Nope. Count not possibly have been more wrong.
OK, so what's the solution? Well… the easiest thing is just to not calculate the Option values outside of the trading day. The problem with that is: how do we get the last known good data back in after a reload or a restart? Ah… the plot thickens.
We don't want to save all the input values - that's just too much data. So let's just save the results. Thankfully, these are already confined in a simple object in the code, so that's all we have to deal with. Let's tackle the reload first. (In truth, I forgot about the restart at this point, and had to go back and put it in. Ick.)
Every morning, we drop all the instruments we have in memory and load them up from the local replica copy postgres database. It's a wonderfully efficient system we have built. So we load these guys up. If we're careful, and save off these option calculation results before we drop the instruments, and then re-apply them after the new instruments are loaded, then it'll appear that the values are persistent for all instruments that are in the reload.

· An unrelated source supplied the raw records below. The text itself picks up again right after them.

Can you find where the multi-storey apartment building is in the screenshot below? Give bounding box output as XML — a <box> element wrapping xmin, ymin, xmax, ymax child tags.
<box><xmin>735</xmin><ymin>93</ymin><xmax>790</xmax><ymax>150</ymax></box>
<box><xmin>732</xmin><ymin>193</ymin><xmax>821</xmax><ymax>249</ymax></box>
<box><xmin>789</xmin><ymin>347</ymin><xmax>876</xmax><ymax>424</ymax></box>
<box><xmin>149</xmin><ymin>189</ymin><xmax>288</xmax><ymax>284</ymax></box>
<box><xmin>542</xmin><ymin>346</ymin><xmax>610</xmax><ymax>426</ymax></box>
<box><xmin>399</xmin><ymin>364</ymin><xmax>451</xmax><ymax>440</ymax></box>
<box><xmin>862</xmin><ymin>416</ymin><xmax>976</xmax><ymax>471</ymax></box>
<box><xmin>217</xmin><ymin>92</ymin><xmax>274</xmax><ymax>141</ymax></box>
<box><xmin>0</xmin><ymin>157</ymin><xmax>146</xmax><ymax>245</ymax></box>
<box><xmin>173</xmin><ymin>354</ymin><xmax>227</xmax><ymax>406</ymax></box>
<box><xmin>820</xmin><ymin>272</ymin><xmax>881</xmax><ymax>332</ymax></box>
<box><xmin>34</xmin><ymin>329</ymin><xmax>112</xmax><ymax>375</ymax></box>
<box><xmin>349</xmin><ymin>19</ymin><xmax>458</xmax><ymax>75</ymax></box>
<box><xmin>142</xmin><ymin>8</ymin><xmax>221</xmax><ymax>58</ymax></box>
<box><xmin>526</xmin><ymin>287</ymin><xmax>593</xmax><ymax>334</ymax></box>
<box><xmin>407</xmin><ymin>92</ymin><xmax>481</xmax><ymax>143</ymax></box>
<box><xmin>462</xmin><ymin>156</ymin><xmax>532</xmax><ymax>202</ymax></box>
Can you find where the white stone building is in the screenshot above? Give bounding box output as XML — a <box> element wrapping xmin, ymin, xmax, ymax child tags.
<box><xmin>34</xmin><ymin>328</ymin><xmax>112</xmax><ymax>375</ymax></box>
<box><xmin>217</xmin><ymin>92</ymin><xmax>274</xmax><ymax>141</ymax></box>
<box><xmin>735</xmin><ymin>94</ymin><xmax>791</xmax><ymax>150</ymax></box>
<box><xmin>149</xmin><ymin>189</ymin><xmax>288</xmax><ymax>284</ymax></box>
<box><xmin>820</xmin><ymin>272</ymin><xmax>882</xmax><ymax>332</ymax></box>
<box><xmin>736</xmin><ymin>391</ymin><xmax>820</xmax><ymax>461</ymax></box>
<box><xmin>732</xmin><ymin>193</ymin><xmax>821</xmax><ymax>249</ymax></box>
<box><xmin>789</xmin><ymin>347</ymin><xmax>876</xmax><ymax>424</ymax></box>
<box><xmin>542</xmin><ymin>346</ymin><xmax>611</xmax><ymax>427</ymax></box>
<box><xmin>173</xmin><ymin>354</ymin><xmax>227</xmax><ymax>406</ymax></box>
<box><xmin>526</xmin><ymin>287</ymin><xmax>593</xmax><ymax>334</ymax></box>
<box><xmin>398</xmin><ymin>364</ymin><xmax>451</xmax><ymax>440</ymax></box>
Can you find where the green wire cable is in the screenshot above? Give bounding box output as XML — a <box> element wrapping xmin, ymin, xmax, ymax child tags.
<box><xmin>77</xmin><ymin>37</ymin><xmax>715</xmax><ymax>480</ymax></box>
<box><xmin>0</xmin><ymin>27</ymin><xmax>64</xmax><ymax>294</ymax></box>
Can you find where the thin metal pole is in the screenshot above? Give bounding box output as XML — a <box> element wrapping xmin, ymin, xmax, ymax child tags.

Clearly, new instruments won't have any values, but they would not have had any the night before, either. Seems to be a reasonable trade-off. Not the ideal I'd like, but it's workable. I personally think it'd be better to look at those new instruments and see if they happen to have a last price in the database, and if so, then use that. But if it's really a new instrument, then we have to wait for ticks - there's just no two ways about it.
This took a good chunk of the afternoon for me to write up, but it tests out fine and should work OK too.